0

I want to build a a webcrawler that goes randomly around the internet and puts broken (http statuscode 4xx) image links into a database.

So far I successfully build a scraper using the node packages request and cheerio. I understand the limitations are websites that dynamically create content, so I'm thinking to switch to puppeteer. Making this as fast as possible would be nice, but is not necessary as the server should run indefinetely.

My biggest question: Where do I start to crawl?

I want the crawler to find random webpages recursively, that likely have content and might have broken links. Can someone help to find a smart approach to this problem?

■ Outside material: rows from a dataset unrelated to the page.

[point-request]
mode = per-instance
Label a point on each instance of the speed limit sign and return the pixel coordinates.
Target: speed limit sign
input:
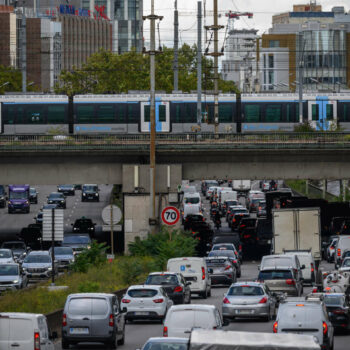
(170, 215)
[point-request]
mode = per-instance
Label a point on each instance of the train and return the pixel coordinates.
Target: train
(175, 113)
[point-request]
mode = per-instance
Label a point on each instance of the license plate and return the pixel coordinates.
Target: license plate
(79, 331)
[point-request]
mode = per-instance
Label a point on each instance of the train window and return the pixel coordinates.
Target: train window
(105, 114)
(55, 114)
(133, 113)
(273, 113)
(162, 113)
(251, 113)
(85, 113)
(225, 113)
(120, 113)
(34, 114)
(329, 112)
(315, 112)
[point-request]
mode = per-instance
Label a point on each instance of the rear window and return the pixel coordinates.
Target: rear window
(142, 293)
(245, 291)
(275, 275)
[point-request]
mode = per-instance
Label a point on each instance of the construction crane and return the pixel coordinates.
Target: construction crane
(234, 15)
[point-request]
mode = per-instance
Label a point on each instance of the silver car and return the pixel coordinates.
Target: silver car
(249, 300)
(146, 302)
(11, 277)
(38, 264)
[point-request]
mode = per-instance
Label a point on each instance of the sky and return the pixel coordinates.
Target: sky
(263, 10)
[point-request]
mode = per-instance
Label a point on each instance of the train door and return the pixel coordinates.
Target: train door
(162, 117)
(322, 113)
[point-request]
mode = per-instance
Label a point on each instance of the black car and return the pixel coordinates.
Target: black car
(174, 284)
(2, 196)
(90, 193)
(337, 305)
(83, 225)
(67, 190)
(57, 198)
(33, 196)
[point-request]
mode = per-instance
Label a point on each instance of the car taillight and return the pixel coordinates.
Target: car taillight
(111, 320)
(158, 301)
(325, 327)
(290, 282)
(36, 341)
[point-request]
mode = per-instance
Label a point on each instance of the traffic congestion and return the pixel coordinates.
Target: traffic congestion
(290, 287)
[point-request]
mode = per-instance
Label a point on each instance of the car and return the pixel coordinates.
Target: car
(18, 248)
(78, 242)
(33, 195)
(67, 190)
(6, 256)
(161, 343)
(27, 331)
(181, 319)
(174, 285)
(38, 265)
(89, 192)
(194, 270)
(64, 257)
(146, 302)
(57, 198)
(308, 317)
(282, 280)
(93, 317)
(232, 255)
(221, 270)
(249, 300)
(84, 225)
(12, 277)
(2, 196)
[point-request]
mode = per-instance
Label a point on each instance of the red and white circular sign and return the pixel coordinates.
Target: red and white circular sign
(170, 215)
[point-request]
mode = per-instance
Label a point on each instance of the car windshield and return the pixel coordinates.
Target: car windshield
(63, 251)
(8, 270)
(335, 300)
(14, 245)
(161, 279)
(36, 258)
(275, 275)
(90, 188)
(245, 291)
(142, 293)
(76, 239)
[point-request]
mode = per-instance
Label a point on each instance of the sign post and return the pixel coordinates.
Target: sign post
(170, 216)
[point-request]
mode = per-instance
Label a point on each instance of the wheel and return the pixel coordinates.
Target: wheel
(65, 344)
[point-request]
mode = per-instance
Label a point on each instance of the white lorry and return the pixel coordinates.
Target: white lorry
(297, 229)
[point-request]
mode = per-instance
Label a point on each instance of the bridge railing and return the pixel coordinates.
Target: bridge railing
(170, 141)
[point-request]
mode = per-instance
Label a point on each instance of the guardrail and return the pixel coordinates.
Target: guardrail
(141, 142)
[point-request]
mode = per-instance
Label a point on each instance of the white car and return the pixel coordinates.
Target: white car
(144, 302)
(6, 256)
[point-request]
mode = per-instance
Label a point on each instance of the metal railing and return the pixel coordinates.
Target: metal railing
(140, 142)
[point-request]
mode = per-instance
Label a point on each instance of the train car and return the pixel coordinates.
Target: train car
(175, 113)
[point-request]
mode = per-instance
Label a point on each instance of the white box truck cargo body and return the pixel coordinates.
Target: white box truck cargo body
(297, 229)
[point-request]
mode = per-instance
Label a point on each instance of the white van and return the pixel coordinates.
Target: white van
(25, 332)
(195, 271)
(181, 319)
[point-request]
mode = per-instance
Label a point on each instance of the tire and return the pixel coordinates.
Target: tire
(65, 344)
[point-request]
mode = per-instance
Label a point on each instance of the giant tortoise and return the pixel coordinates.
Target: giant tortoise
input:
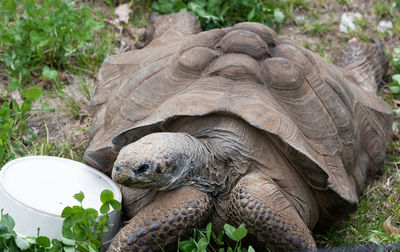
(237, 125)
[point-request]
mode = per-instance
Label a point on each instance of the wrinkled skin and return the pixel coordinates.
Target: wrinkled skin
(237, 125)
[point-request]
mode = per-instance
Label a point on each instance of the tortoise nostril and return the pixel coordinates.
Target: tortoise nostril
(117, 169)
(142, 168)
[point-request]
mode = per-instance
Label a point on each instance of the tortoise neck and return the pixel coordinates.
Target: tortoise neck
(196, 172)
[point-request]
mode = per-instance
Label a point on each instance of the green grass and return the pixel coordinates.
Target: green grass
(377, 218)
(82, 57)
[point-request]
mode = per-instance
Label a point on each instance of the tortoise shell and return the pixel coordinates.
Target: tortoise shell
(336, 131)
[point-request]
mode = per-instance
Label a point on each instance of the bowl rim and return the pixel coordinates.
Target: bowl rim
(117, 192)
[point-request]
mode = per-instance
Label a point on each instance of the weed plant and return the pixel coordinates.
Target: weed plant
(82, 229)
(223, 13)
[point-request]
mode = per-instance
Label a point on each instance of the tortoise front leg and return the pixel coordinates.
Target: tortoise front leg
(272, 221)
(172, 216)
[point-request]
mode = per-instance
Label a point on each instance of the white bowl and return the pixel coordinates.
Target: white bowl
(34, 190)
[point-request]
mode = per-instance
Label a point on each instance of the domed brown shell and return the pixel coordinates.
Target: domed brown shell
(338, 130)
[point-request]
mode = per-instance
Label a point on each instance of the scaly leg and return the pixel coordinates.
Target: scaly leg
(172, 216)
(272, 221)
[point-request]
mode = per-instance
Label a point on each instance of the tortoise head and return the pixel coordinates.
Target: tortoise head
(157, 161)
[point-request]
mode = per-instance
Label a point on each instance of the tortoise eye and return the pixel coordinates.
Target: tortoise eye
(158, 168)
(142, 168)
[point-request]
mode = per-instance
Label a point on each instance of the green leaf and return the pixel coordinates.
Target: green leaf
(202, 245)
(45, 107)
(79, 196)
(106, 196)
(239, 233)
(396, 78)
(187, 246)
(69, 249)
(105, 208)
(21, 243)
(13, 84)
(279, 17)
(7, 221)
(116, 205)
(56, 243)
(32, 93)
(229, 230)
(80, 232)
(43, 241)
(68, 242)
(49, 74)
(208, 231)
(394, 89)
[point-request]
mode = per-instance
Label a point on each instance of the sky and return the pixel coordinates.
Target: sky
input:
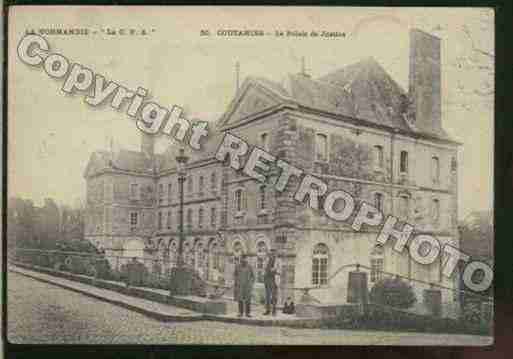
(52, 135)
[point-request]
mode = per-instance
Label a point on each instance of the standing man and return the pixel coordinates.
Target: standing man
(271, 288)
(243, 286)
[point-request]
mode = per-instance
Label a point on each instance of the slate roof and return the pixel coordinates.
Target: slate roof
(124, 160)
(363, 91)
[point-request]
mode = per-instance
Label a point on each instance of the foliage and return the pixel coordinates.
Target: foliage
(393, 292)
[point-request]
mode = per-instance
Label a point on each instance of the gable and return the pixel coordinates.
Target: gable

  • There is no way you could decide if a website has broken links or not without actually visiting the site. WIth puppeter you can first go to google and try to search for some random keywords and you can then use the search result to crawl random webpages. – Aman Gupta Sep 28 '19 at 13:39
  • That approach would probably give me many duplicate hosts as google shows me popular and SEO compliant results, yet I am specifically looking for outdated, old and fringe content :-/ – Matthias Pitscher Sep 28 '19 at 14:19
  • Where to start crawling depends on your use case. Why do you want to find broken images and what is your goal? To give you the big image: Google has more than 130 trillion pages indexed ([source from 2016](https://searchengineland.com/googles-search-indexes-hits-130-trillion-pages-documents-263378)). Let's assume you get a similar big list and you can crawl 100 pages per second, you need 40 thousand years (!!) to crawl them. – Thomas Dondorf Sep 28 '19 at 14:21
  • The goal is to create a database of missing images (with hosts as diverse as possible). Google apparently has almost 2 billion sites indexed for "horse", yet decides to show me only the 341 most relevant... – Matthias Pitscher Sep 28 '19 at 14:44
  • @MatthiasPitscher I thought there might be a more specific use case... Added an answer. – Thomas Dondorf Sep 28 '19 at 20:51
  • Broken links now live at https://missing.pictures – Matthias Pitscher Oct 03 '20 at 23:21

3 Answers3

2

List of Domains

In general, the following services provide lists of domain names:

  • Alexa Top 1 Million: top-1m.csv.zip (free)
    CSV file containing 1 million rows with the most visited websites according to Alexas algorithms
  • Verisign: Top-Level Domain Zone File Information (free IIRC)
    You can ask Verisign directly via the linked page to give you their list of .com and .net domains. You have to fill out a form to request the data. If I recall correctly, the list is given free of charge for research purposes (maybe also for other reasons), but it might take several weeks until you get the approval.
  • whoisxmlapi.com: All Registered Domains (requires payment)
    The company sells all kind of lists containing information regarding domain names, registrars, IPs, etc.
  • premiumdrops.com: Domain Zone lists (requires payment)
    Similar to the previous one, you can get lists of different domain TLDs.

Crawling Approach

In general, I would assume that the older a website, the more likely it might be that it contains broken images (but that is already a bold assumption in itself). So, you could try to crawl older websites first if you use a list that contains the date when the domain was registered. In addition, you can speed up the crawling process by using multiple instances of puppeteer.

To give you a rough idea of the crawling speed: Let's say your server can crawl 5 websites per second (which requires 10-20 parallel browser instances assuming 2-4 seconds per page), you would need roughly two days for 1 million pages (1,000,000 / 5 / 60 / 60 / 24 = 2.3).

Thomas Dondorf
  • 23,416
  • 6
  • 84
  • 105
0

I don't know if that's what you're looking for, but this website renders a new random website whenever you click the New Random Website button, it might be useful if you could scrape it with puppeteer.

Stelrin
  • 18
  • 1
  • 5
0

I recently had this question myself and was able to solve it with the help of this post. To clarify what other people have said previously, you can get lists of websites from various sources. Thomas Dondorf's suggestion to use Verisign's TLD zone file information is currently outdated, as I learned when I tried contacting them. Instead, you should look at ICANN's CZDNS. This website allows you to access TLD file information (by request) for any name, not just .com and .net, allowing you to potentially crawl more websites. In terms of crawling, as you said, Puppeteer would be a great choice.